Accurately identifying patients in rare disease markets is critical, both for improving patient outcomes and achieving commercial success. On the clinical side, limited disease awareness often leads to delayed diagnoses or misdiagnoses, preventing patients from receiving timely, appropriate care. Commercially, the challenge lies in pinpointing small, dispersed patient populations and the healthcare providers who treat them. Without this visibility, it can be very challenging to get important therapies to the right patients. Enhancing patient identification capabilities not only accelerates the path to diagnosis and treatment but also supports more targeted and effective engagement strategies and resource allocation.
Claims data remains a widely used source for identifying patients, particularly in rare disease markets. However, several challenges can limit its effectiveness. These include incomplete data capture, inconsistent patient stability, and the underutilization of approved ICD-10 codes. This brief case study explores how to address the latter issue by using a predictive methodology that leverages the clinical characteristics of patients already diagnosed with the appropriate ICD-10 code. This can help identify individuals who may be misdiagnosed or remain undiagnosed, ultimately expanding visibility into the true patient population.

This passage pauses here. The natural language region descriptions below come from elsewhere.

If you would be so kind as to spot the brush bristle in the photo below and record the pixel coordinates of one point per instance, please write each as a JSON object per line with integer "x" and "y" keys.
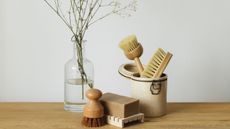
{"x": 154, "y": 63}
{"x": 129, "y": 43}
{"x": 93, "y": 122}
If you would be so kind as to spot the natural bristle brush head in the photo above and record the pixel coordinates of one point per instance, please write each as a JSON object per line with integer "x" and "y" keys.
{"x": 93, "y": 114}
{"x": 157, "y": 64}
{"x": 131, "y": 47}
{"x": 133, "y": 50}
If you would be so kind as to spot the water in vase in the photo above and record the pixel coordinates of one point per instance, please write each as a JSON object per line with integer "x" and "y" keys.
{"x": 75, "y": 98}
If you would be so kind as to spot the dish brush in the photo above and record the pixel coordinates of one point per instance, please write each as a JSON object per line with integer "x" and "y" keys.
{"x": 157, "y": 64}
{"x": 93, "y": 114}
{"x": 133, "y": 50}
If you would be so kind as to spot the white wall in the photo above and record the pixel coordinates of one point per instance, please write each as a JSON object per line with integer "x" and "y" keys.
{"x": 36, "y": 45}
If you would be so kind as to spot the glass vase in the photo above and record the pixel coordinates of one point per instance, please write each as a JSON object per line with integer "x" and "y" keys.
{"x": 75, "y": 86}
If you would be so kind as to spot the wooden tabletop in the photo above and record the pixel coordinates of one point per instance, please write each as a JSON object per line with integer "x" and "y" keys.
{"x": 53, "y": 116}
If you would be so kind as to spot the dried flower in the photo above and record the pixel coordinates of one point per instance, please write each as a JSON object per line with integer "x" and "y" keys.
{"x": 79, "y": 15}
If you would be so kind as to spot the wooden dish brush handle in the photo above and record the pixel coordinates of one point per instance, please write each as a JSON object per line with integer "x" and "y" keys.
{"x": 139, "y": 65}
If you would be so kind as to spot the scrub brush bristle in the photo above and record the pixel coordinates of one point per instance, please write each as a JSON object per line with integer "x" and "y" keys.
{"x": 133, "y": 50}
{"x": 129, "y": 43}
{"x": 157, "y": 64}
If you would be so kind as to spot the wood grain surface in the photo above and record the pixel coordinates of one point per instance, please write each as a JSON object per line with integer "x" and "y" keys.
{"x": 53, "y": 116}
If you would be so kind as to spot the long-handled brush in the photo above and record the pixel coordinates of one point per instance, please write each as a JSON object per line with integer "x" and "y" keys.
{"x": 133, "y": 50}
{"x": 93, "y": 115}
{"x": 157, "y": 64}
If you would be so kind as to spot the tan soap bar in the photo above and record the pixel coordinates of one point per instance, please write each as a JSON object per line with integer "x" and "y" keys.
{"x": 119, "y": 106}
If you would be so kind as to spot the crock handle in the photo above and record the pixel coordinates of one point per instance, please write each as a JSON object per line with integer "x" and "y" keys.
{"x": 155, "y": 88}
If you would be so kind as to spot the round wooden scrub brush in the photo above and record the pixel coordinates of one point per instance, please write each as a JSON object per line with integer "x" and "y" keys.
{"x": 93, "y": 114}
{"x": 133, "y": 50}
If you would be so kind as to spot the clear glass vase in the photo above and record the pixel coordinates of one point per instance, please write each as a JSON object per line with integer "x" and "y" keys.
{"x": 75, "y": 87}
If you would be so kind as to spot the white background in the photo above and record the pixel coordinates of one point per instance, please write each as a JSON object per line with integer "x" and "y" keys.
{"x": 35, "y": 44}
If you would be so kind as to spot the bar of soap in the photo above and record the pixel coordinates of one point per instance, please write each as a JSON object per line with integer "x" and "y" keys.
{"x": 119, "y": 106}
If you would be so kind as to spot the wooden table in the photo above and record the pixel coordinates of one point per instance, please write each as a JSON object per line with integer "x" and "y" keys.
{"x": 53, "y": 116}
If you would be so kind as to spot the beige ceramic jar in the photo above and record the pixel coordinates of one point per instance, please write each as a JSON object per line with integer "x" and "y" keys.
{"x": 152, "y": 93}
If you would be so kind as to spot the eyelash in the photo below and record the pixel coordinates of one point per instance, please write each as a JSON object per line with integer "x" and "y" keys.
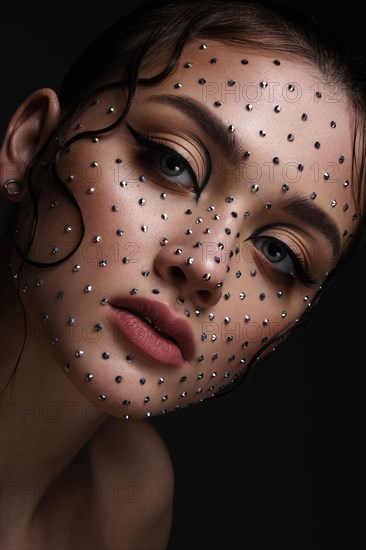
{"x": 301, "y": 269}
{"x": 159, "y": 146}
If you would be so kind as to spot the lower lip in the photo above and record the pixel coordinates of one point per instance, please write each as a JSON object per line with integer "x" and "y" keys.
{"x": 146, "y": 339}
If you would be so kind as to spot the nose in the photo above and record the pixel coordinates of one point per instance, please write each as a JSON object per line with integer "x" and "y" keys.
{"x": 197, "y": 271}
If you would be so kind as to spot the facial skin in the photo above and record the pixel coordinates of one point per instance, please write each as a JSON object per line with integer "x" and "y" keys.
{"x": 143, "y": 223}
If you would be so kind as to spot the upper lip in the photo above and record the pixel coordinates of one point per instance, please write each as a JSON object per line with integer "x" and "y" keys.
{"x": 164, "y": 319}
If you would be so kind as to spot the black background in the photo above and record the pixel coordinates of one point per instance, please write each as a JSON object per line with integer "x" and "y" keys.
{"x": 280, "y": 462}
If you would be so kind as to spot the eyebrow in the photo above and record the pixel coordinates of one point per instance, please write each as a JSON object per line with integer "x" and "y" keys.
{"x": 299, "y": 206}
{"x": 208, "y": 121}
{"x": 313, "y": 215}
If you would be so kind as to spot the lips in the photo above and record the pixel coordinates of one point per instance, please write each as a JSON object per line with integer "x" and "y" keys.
{"x": 153, "y": 328}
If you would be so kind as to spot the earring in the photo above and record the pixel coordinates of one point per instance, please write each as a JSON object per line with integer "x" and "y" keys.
{"x": 14, "y": 186}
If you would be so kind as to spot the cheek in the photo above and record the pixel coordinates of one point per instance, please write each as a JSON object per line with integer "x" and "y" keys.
{"x": 131, "y": 224}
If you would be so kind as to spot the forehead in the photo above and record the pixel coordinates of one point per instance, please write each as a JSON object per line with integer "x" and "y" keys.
{"x": 297, "y": 126}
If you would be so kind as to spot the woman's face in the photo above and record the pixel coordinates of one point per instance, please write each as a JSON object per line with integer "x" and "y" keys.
{"x": 212, "y": 214}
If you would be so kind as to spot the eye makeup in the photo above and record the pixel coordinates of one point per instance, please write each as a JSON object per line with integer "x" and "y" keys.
{"x": 150, "y": 146}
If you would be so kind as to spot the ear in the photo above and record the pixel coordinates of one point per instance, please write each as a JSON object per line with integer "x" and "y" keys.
{"x": 28, "y": 128}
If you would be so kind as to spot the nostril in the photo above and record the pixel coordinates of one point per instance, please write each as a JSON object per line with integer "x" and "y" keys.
{"x": 177, "y": 275}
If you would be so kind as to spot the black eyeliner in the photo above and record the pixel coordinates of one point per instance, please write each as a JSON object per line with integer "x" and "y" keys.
{"x": 300, "y": 267}
{"x": 161, "y": 147}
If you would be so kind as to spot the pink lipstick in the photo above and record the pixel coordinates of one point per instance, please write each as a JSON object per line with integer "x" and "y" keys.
{"x": 154, "y": 329}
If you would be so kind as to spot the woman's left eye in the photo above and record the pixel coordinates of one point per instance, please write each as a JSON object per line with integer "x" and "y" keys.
{"x": 283, "y": 259}
{"x": 173, "y": 165}
{"x": 175, "y": 169}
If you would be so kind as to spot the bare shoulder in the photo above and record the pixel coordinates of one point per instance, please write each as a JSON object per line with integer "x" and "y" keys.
{"x": 133, "y": 477}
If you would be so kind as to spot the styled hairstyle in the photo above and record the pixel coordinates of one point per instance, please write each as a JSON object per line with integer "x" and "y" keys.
{"x": 160, "y": 30}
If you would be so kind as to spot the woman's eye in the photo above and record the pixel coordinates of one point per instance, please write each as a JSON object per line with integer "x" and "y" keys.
{"x": 173, "y": 165}
{"x": 284, "y": 259}
{"x": 166, "y": 161}
{"x": 275, "y": 252}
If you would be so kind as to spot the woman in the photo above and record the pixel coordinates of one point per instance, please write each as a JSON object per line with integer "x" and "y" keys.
{"x": 178, "y": 209}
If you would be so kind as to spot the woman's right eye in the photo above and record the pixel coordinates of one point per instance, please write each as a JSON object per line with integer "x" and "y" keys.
{"x": 174, "y": 168}
{"x": 283, "y": 259}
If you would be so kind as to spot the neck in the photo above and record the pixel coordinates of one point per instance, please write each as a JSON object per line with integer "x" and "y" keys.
{"x": 45, "y": 421}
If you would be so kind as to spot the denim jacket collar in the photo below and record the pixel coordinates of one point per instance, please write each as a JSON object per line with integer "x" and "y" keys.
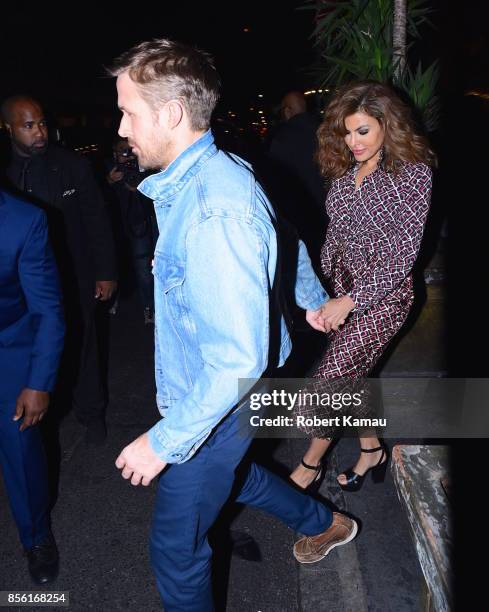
{"x": 166, "y": 183}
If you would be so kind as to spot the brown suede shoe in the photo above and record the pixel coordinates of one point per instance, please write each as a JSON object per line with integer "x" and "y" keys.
{"x": 314, "y": 548}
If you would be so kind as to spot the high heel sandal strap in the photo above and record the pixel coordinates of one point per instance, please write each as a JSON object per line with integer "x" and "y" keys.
{"x": 316, "y": 468}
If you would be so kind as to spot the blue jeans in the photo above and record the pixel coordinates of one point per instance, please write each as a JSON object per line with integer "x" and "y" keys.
{"x": 24, "y": 469}
{"x": 190, "y": 497}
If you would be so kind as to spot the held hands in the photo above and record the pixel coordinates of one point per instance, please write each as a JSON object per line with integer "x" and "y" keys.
{"x": 139, "y": 462}
{"x": 104, "y": 290}
{"x": 32, "y": 405}
{"x": 331, "y": 315}
{"x": 336, "y": 310}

Model Overview and Selection
Machine learning has become one of the most powerful tools for identifying undiagnosed or misdiagnosed patients in rare diseases – areas where traditional brute force approaches often fall short. These models excel at detecting complex patterns across large volumes of data. In addition, they can process data with a high dimensionality of features (e.g., such as diagnosis and procedure codes and claims data in general, which includes a large number of discrete patient characteristics across a longitudinal medical history). However, machine learning is not a one-size-fits-all solution. The choice of model depends heavily on the type and quality of available data. Models typically fall into one of three categories:
- Supervised: Trains on fully labeled datasets with known outcomes. In this case, “labeled” means that patients can be tagged as having a certain characteristic (or not). Take lung cancer, for example, where not all patients are explicitly diagnosed in the claims data. Those with a lung cancer diagnosis code are considered “labeled” and those without are “unlabeled.”
- Semi-Supervised: Leverages a combination of labeled and unlabeled data.
- Unsupervised: Identifies natural patterns without relying on predefined labels.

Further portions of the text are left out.